As provost, Magill’s job was to advance UVa’s academics and research efforts as well as strengthen ties to the Charlottesville area community. She also led UVa’s scholastic response to the COVID-19 pandemic, including 2020’s quick pivot to virtual classes, something which until the virus struck only existed in a handful of courses.
UVa moved an estimated 4,000 classes from in-person to remote and officials credited Magill for helping keep UVa’s extensive research effort on track while balancing the needs of the university and community.
“Her wise and decisive actions have ensured the safe continuation of UVa’s teaching and research mission and she has been an incredible partner to me, to our faculty and deans, and to the university’s leadership team,” said Ryan, who served with Magill on the law school faculty.
“Liz is incredibly smart but also a very good listener,” said Dr. Mitch Rosner, chair of the department of medicine. “She can very quickly assess these complicated challenges and has a true ability to ask just the right questions to help bring clarity to an oftentimes confusing situation.
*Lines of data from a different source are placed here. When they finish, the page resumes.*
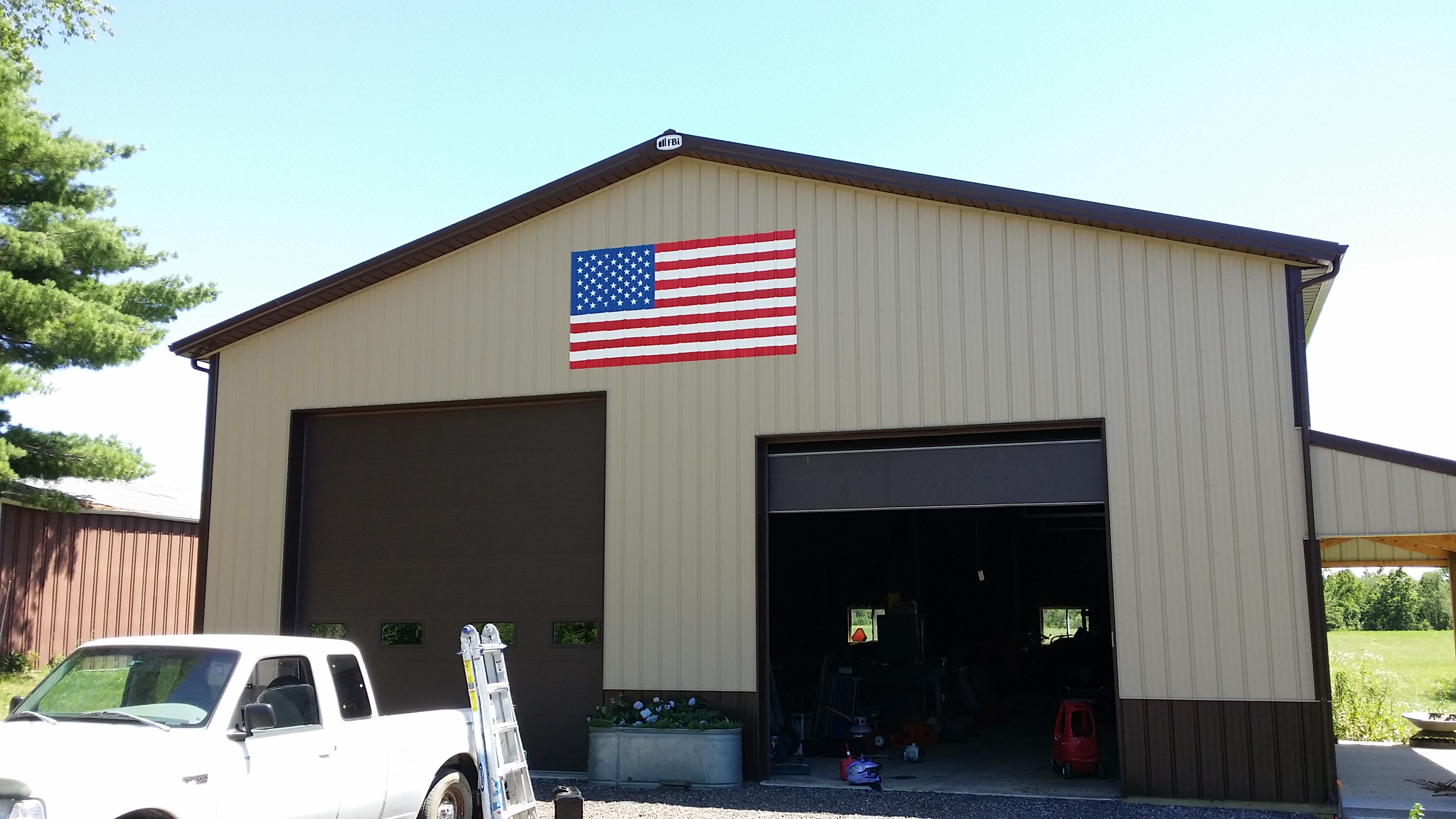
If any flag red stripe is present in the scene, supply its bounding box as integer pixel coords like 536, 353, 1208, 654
571, 325, 799, 351
655, 267, 794, 293
571, 344, 798, 370
571, 307, 796, 332
652, 287, 795, 307
652, 248, 794, 269
655, 230, 794, 253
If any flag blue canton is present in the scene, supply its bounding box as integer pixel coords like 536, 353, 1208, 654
571, 245, 657, 316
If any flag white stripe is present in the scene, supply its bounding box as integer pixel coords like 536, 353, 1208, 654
571, 293, 798, 325
655, 239, 795, 262
655, 277, 794, 302
655, 260, 796, 281
571, 335, 798, 361
571, 310, 798, 344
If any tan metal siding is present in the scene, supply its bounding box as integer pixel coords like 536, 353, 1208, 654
1311, 446, 1456, 538
0, 504, 197, 660
205, 159, 1315, 699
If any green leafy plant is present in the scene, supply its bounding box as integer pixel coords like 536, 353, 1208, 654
1329, 651, 1414, 742
587, 697, 743, 730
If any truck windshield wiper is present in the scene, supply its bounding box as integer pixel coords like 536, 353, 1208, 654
71, 710, 172, 732
6, 711, 55, 726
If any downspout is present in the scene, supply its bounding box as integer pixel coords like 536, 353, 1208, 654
192, 353, 221, 634
1284, 258, 1340, 804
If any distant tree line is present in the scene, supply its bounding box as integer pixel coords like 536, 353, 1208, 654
1325, 568, 1452, 631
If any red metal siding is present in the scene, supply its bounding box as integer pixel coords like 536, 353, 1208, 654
0, 504, 198, 660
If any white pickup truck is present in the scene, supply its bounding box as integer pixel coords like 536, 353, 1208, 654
0, 634, 489, 819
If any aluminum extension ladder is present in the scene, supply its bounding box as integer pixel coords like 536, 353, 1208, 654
460, 622, 537, 819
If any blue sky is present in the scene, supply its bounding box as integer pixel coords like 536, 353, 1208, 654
12, 0, 1456, 487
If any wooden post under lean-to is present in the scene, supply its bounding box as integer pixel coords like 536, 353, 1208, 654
1446, 552, 1456, 650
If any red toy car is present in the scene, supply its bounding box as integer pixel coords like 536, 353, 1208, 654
1051, 699, 1107, 780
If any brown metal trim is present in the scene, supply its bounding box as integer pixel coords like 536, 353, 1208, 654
169, 131, 1345, 359
759, 418, 1105, 447
1309, 430, 1456, 475
192, 353, 221, 634
1284, 265, 1340, 804
278, 410, 310, 635
293, 391, 607, 415
1118, 698, 1335, 806
744, 437, 773, 781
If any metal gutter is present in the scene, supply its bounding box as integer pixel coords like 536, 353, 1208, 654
169, 131, 1345, 359
1309, 430, 1456, 475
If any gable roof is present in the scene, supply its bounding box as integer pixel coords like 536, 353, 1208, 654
170, 131, 1347, 359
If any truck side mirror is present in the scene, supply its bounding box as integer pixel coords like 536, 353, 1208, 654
243, 703, 278, 736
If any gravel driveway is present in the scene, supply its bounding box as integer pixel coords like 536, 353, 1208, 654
533, 780, 1322, 819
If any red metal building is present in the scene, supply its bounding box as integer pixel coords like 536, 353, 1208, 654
0, 481, 198, 662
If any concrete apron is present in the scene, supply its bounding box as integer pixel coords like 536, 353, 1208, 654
1335, 740, 1456, 819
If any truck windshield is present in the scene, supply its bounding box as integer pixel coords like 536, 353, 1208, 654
16, 645, 239, 727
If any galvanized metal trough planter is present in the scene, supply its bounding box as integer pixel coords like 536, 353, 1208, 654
587, 727, 743, 788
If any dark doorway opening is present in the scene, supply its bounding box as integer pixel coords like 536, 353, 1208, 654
767, 503, 1118, 796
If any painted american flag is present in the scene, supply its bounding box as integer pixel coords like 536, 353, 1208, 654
569, 230, 798, 369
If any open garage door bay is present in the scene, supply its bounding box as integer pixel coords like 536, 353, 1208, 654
285, 399, 606, 771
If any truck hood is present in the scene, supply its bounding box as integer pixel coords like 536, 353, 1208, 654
0, 719, 217, 818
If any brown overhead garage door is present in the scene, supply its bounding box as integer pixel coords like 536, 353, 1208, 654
284, 399, 606, 771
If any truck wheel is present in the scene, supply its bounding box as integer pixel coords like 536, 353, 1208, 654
419, 771, 475, 819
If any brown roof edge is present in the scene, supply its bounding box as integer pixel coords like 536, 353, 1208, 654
169, 131, 1345, 359
1309, 430, 1456, 475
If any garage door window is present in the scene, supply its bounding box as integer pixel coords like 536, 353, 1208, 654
1041, 609, 1092, 640
309, 622, 349, 640
849, 608, 885, 643
379, 622, 425, 645
550, 619, 601, 645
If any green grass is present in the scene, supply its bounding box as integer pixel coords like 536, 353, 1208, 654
0, 669, 51, 716
1329, 631, 1456, 713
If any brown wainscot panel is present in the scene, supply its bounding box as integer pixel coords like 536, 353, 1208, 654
1118, 699, 1335, 806
601, 688, 767, 780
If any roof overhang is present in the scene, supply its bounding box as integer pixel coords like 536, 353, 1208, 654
169, 131, 1347, 359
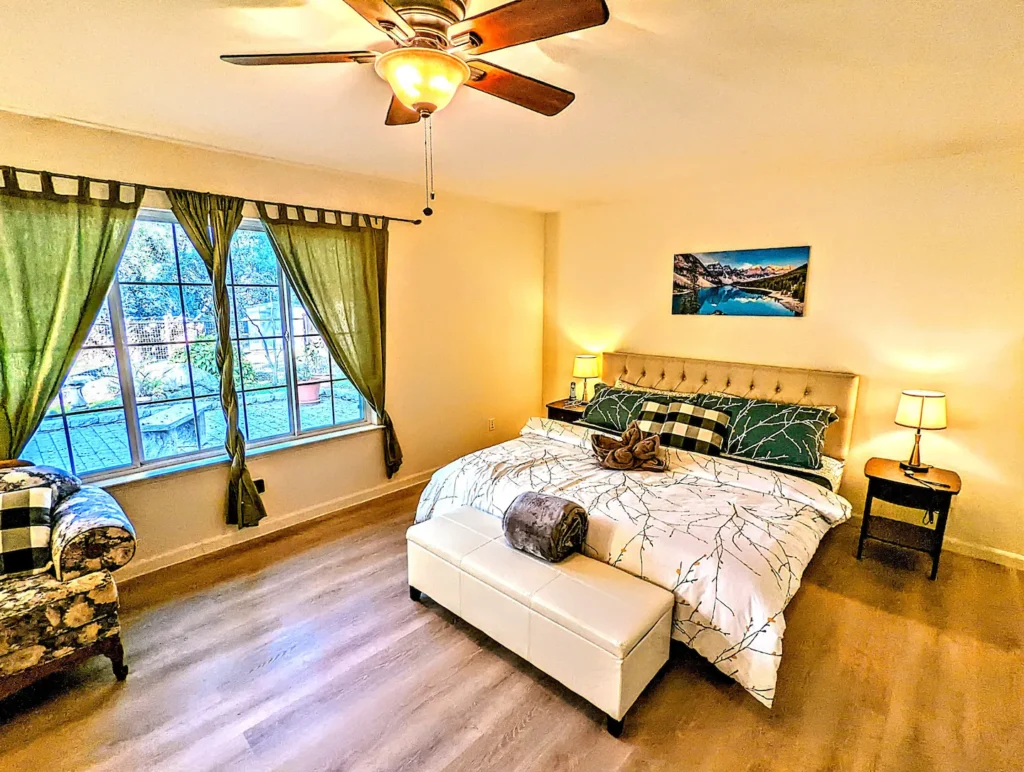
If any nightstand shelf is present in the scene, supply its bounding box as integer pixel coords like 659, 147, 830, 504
857, 459, 961, 580
548, 399, 587, 424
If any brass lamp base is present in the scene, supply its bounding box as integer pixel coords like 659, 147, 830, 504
899, 429, 932, 472
899, 461, 932, 474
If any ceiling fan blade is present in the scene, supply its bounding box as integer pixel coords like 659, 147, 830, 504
220, 51, 377, 67
447, 0, 608, 53
345, 0, 416, 41
384, 96, 420, 126
466, 59, 575, 116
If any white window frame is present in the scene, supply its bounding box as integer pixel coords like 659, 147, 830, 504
37, 209, 376, 482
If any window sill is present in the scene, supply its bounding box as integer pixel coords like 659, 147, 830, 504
82, 423, 383, 488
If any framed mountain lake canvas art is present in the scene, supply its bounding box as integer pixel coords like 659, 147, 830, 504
672, 247, 811, 316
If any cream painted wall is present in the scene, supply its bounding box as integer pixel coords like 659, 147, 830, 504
0, 113, 544, 575
544, 147, 1024, 559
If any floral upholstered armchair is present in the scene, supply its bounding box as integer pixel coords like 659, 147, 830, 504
0, 462, 135, 698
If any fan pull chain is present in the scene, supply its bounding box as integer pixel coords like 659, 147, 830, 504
423, 115, 434, 217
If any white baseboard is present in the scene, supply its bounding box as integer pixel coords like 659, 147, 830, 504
117, 469, 437, 583
850, 514, 1024, 571
943, 537, 1024, 571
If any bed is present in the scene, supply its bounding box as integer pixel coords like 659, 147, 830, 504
416, 352, 858, 707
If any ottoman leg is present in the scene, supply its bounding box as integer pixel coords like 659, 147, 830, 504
608, 716, 626, 737
104, 635, 128, 681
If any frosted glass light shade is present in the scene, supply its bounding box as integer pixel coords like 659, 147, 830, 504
896, 389, 946, 429
374, 47, 469, 114
572, 354, 600, 378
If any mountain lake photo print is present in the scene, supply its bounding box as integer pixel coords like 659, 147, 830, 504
672, 247, 811, 316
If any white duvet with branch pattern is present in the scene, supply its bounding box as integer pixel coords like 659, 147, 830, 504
416, 418, 851, 706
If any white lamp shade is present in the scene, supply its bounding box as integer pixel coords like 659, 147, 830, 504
572, 354, 601, 378
896, 389, 946, 429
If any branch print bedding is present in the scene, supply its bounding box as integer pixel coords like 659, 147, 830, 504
416, 418, 851, 707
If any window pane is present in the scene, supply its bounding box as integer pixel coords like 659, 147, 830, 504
129, 344, 191, 402
60, 348, 121, 413
196, 395, 226, 451
334, 381, 362, 424
232, 287, 284, 338
230, 228, 278, 287
292, 336, 331, 383
288, 291, 319, 336
118, 220, 178, 282
174, 225, 210, 285
82, 299, 114, 348
68, 409, 131, 474
331, 357, 348, 381
181, 287, 221, 341
238, 338, 288, 390
298, 382, 334, 431
22, 415, 71, 472
246, 389, 292, 441
188, 342, 222, 396
121, 285, 185, 343
138, 399, 202, 461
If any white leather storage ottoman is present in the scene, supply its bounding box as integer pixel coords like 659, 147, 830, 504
406, 507, 674, 737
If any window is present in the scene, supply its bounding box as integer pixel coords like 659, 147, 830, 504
23, 211, 366, 475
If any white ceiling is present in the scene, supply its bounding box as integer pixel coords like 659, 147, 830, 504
0, 0, 1024, 210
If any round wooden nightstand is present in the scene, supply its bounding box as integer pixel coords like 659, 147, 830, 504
857, 459, 961, 580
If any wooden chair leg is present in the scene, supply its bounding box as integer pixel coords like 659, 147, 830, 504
103, 635, 128, 681
608, 716, 626, 737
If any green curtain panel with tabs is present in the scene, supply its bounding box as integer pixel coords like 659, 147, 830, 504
167, 190, 266, 528
0, 167, 144, 459
259, 204, 401, 478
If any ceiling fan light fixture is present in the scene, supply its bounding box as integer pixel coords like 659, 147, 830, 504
374, 46, 469, 115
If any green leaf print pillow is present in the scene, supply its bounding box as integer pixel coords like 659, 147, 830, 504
698, 394, 838, 469
583, 383, 694, 434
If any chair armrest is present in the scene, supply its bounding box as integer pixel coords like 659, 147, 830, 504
50, 485, 135, 581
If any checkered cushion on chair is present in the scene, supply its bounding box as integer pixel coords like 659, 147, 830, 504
640, 402, 729, 456
0, 487, 53, 576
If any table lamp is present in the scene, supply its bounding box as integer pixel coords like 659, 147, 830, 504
896, 389, 946, 472
572, 354, 600, 404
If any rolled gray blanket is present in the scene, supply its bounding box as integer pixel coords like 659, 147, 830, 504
502, 491, 587, 563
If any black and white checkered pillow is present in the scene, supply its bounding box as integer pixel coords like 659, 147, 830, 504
637, 399, 673, 434
0, 487, 53, 576
655, 402, 729, 456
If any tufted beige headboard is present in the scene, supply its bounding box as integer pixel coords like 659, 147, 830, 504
601, 351, 860, 461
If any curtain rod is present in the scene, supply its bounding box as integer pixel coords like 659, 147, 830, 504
0, 164, 423, 225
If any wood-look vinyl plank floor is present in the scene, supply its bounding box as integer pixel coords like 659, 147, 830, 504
0, 488, 1024, 772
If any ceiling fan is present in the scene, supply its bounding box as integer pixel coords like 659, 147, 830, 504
220, 0, 609, 215
220, 0, 608, 121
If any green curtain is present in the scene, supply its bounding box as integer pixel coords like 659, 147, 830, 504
167, 190, 266, 528
0, 167, 144, 459
258, 204, 401, 478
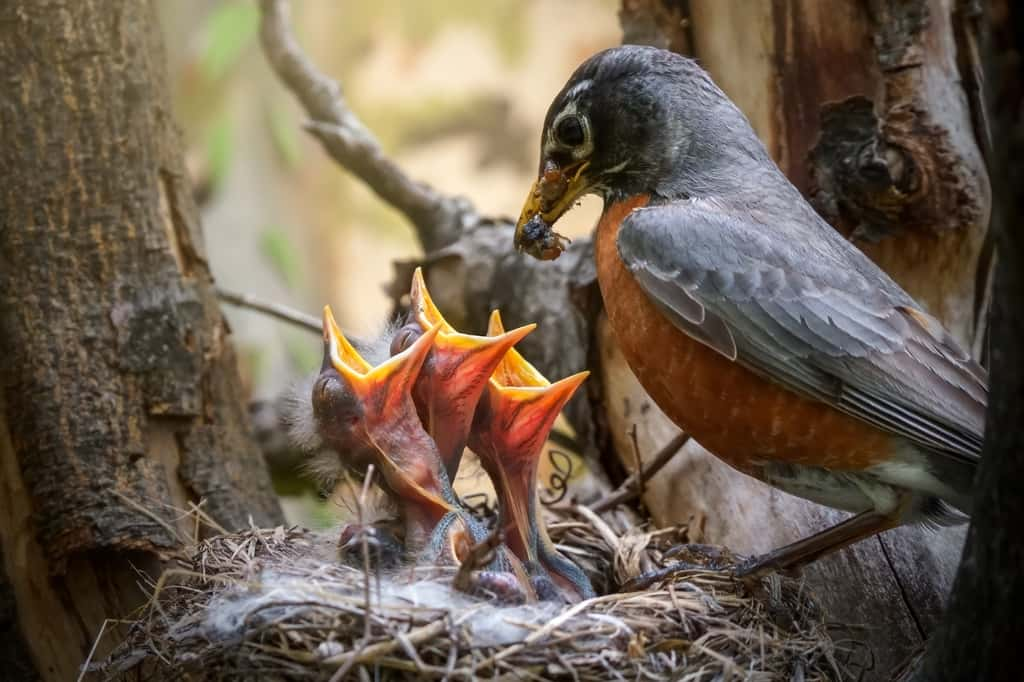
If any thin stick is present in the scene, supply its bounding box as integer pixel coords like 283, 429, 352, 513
217, 287, 324, 334
588, 433, 690, 513
260, 0, 468, 253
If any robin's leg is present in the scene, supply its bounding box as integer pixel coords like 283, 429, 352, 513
621, 507, 902, 592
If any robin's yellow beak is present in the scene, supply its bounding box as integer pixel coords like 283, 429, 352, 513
324, 306, 452, 522
410, 268, 537, 479
474, 310, 590, 560
515, 160, 590, 260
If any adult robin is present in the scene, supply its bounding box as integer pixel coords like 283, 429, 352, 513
392, 269, 594, 601
515, 46, 987, 577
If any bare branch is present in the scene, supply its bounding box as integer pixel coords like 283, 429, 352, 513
260, 0, 480, 253
590, 433, 690, 513
217, 287, 322, 334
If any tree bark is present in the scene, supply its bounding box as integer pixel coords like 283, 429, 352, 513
601, 0, 990, 677
0, 0, 281, 680
916, 2, 1024, 681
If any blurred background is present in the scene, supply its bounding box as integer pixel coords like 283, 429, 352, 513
160, 0, 622, 526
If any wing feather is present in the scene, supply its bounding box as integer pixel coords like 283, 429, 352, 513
618, 201, 988, 462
We’ve been very lucky to have her on our team and our side during this ongoing pandemic.”
Magill said the pandemic forced often insular departments at the school to leave silos and join ranks.
“This pandemic has changed almost everything about running a university, but not all of those changes have been negative,” Magill said. “The pandemic forced us to strengthen the muscle of collaboration as we made dozens of sweeping decisions that schools and university units would have never made together otherwise.”
Magill said her experiences as a faculty member and provost will influence her decisions as Penn president. At the same time, she said she’ll miss the community and the school that she leaves behind, a place she and her family feel at home.
“I’ll miss Bodo’s, for sure, the egg bagel on sesame with cheddar, in particular. I will miss the beauty of Grounds, the Rotunda and the Pratt Ginkgo. I love the Pratt Ginkgo,” she said. “But the thing I’ll miss most is the people, the talented and dedicated and selfless people I’ve had the opportunity to meet and work.”
Ryan said the university will also miss Magill.
“Although she’ll be greatly missed here on Grounds, it’s heartening that she will bring her considerable talents to Penn, which I know will flourish under her leadership,” Ryan said. “I’m deeply grateful for Liz’s service and her friendship. I know she’ll always be a Hoo at heart.”